Sunday, 16 October 2011

Where Eagles Dare by Alistair Maclean

Where Eagles Dare

I am a big fan of the film and so picked up the "Companion Book Club" edition of the book at the local Oxfam shop because I think it is interesting to see where the iconic nature of the film came from, how much Maclean's original story, how much the film's Director, and how much the clearly stella performances of Burton and Eastwood. 

Reading it however much credit is due Maclean you can not ignore the power of Burton and Eastwood in the those central roles Smith and Schaffer.  The Smith and Schaffer of the book never quite manage the same intense relationship, but in other ways the book does have greater power in the story.  The film is unashamedly all action and so it is full of explosions, and great as they are in the judgement of an action movie they at time that masks the true tension of the story.

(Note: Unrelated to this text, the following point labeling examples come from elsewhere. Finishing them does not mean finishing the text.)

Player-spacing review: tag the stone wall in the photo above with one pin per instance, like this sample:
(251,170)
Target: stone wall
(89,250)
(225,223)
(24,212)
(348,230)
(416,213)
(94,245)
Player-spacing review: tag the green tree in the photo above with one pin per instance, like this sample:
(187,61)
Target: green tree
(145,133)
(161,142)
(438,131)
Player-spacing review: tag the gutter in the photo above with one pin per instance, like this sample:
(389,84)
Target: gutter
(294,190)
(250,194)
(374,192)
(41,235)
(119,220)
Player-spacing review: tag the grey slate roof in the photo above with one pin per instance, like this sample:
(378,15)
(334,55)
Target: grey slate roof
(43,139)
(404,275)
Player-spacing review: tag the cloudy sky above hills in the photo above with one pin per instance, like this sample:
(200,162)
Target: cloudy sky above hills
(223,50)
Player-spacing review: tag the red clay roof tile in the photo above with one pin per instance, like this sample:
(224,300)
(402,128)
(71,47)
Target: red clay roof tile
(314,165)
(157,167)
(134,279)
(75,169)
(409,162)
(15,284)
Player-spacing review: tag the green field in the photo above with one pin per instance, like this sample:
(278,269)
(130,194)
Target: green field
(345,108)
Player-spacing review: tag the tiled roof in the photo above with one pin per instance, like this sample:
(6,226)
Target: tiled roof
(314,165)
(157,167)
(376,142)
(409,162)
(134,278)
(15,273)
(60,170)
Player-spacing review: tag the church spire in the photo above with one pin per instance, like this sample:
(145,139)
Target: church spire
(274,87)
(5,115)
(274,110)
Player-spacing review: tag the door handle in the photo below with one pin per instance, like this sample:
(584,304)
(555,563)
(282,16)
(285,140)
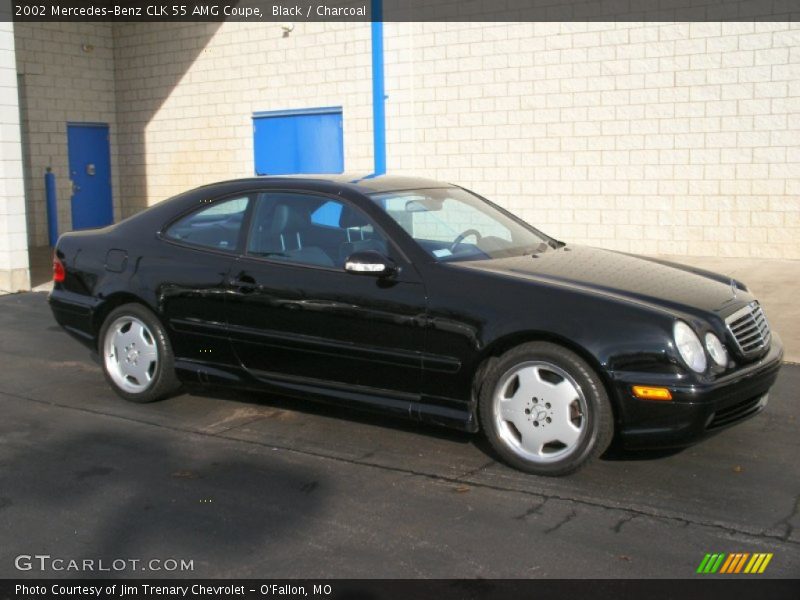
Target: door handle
(243,282)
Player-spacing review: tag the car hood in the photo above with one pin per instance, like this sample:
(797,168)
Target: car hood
(634,278)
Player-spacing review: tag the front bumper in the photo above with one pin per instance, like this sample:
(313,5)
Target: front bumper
(697,410)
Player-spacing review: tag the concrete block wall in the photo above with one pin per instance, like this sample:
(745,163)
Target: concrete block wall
(660,138)
(186,94)
(67,75)
(14,273)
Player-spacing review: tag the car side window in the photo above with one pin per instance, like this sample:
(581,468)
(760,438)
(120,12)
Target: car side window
(216,226)
(310,229)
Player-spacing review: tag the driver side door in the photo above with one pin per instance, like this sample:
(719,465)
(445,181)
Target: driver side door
(296,316)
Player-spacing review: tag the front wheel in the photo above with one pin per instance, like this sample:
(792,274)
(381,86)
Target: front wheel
(544,410)
(137,357)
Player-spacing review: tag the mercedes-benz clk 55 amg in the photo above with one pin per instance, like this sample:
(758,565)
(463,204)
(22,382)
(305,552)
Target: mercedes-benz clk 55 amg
(420,299)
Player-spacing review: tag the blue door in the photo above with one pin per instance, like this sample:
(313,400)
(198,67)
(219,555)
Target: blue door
(90,174)
(302,141)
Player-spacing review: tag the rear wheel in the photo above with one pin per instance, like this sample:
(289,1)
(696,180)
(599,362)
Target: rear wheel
(137,357)
(544,410)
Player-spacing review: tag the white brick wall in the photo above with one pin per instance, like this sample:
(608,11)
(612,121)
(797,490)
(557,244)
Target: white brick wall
(655,138)
(186,94)
(677,138)
(62,82)
(13,233)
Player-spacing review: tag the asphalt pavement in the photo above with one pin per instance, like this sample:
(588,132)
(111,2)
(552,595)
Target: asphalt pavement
(249,485)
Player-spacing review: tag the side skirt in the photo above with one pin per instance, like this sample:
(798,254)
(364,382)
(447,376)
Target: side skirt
(407,406)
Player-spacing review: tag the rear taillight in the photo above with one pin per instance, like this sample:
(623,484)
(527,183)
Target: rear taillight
(59,274)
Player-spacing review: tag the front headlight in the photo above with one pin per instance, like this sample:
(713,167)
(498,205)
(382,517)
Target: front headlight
(716,349)
(689,347)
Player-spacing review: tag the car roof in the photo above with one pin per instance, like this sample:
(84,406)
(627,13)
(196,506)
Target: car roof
(366,184)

I have watched the film at least a dozen times and still found reading the book a part of me wasn't sure it Smith and Schaffer would make it out alive. 

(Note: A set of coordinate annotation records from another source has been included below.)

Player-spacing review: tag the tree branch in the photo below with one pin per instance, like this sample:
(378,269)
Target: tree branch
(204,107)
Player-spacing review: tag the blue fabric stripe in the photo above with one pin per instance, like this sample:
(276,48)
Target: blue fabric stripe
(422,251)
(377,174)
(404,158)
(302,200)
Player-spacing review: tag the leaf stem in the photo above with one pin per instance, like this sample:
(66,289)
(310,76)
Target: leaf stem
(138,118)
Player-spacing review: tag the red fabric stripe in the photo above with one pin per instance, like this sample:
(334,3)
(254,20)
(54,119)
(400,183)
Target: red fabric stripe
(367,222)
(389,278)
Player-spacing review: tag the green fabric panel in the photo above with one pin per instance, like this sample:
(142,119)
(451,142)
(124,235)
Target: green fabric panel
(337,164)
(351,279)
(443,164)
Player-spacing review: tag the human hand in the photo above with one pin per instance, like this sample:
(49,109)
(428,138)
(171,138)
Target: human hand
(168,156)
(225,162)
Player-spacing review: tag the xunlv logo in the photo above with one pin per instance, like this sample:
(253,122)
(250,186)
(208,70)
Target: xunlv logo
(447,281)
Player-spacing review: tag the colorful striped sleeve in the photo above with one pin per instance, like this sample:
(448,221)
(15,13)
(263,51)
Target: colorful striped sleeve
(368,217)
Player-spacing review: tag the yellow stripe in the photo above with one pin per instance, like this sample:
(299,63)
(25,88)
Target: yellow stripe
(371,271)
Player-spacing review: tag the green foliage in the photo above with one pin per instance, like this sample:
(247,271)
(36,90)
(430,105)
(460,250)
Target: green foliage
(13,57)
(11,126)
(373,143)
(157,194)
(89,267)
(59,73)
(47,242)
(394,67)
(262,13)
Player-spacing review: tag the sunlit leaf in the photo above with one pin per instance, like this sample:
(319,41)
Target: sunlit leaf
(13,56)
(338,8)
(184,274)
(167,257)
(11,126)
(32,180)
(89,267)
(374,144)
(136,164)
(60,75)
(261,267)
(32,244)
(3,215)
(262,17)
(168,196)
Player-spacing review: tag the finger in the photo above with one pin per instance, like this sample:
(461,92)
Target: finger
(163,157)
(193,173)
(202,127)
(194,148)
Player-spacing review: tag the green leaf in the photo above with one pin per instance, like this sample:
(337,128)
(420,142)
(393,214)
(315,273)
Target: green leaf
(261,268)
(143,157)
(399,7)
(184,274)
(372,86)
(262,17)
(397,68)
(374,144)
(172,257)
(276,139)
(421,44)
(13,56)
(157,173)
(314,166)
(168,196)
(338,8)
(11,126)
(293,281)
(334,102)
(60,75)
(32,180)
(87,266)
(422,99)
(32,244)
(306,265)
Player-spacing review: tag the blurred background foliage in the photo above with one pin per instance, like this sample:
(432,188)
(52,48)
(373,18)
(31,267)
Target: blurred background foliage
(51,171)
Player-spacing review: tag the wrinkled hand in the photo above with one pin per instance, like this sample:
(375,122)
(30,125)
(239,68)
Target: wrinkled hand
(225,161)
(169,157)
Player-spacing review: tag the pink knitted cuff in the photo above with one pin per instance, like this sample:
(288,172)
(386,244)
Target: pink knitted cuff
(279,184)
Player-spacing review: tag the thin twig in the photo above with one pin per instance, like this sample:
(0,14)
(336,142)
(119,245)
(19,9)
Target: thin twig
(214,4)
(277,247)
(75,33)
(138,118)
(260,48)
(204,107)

The biggest difference from the film is the great value that the book's characters place on human life.  In the film, as in all action movies, dozen of unnamed foot soldiers find themselves either blown-up or mowed down. Yet in the book these same soldiers are tied up rather than shot, and at one point Smith risks has own life to go back an untie a soldier who would otherwise have victim to a later diversionary fire the heroes have started.  This results in a clear message, the deeply honourable nature of the mission, and particularly of the otherwise cold and ruthlessly calculating Smith, and the contrasting deep dishonour of the traitors who Smith kills or allows to die without a second thought.  Smith will not kill the 'honest' German Soldier in cold blood despite them being enemy combatants but clearly he views the double agents as no longer residing in the land of honourable men.  This is not just the difference in the medium of story telling, it is positively part of the characters Maclean has written, part those who made the film either missed or choose to ignore.